On track mind
If you’re being watched, watch back says Tech Sunday.
There is nothing as irritating as being interrupted a page short of a story’s ending, by someone who finds some sort of enjoyment in reading over your shoulder.
Well, actually there is something that gets deeper under your skin, and that’s having someone constantly looking over your shoulder to see what you are doing, where you are going and who you are talking to.
But that’s the way we live now, moving targets within a context that would have made George Orwell’s eyes glaze over – CCTV cameras record our every movement, location-based services read and transmit our position, Google Street View takes photos of where we work and play, and websites track our online activity.
It’s a neighbourhood watch gone wrong because, instead of protecting our privacy, this surveillance culture seriously chips at our privacy.

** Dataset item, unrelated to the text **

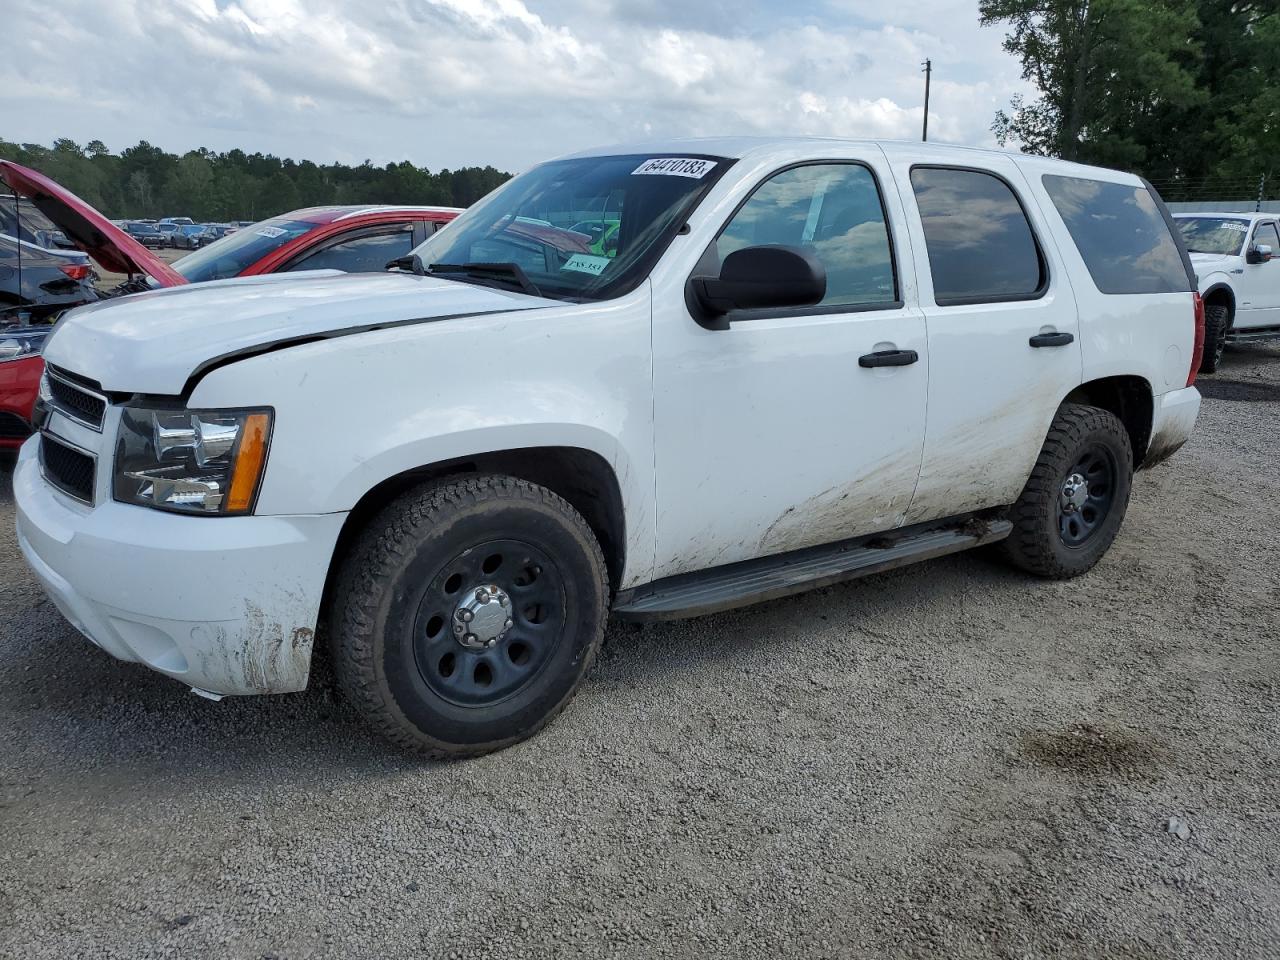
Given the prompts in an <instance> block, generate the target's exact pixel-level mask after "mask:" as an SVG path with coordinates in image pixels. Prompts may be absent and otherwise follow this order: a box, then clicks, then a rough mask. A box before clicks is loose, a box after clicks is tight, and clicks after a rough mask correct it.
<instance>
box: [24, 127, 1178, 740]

But there are ways of avoiding prying eyes, especially online. The most effective way is to delete third party cookies that follow our online life. Facebook, for instance, tracks you even when you are not logged in – rather than expire, Facebook’s cookies are altered to allow the site to keep tabs on your activity. You can delete these cookies through your browser’s privacy settings. For added safety, you can also install privacy plug-ins.
As for nosy cameras, the most effective way to escape being watched is watching back. This is called ‘sousveillance’ and is the monitoring of events not by those above (‘sur’) but by the citizens from below (hence, ‘sous’).
This term was coined by Steve Mann, one of the pioneers of wearable computing. In the 1990s, Mann put on a head-mounted camera and went around capturing and posting events online. The side effect was that it made security guards and police very uneasy, showing how effective a solution watching back can be.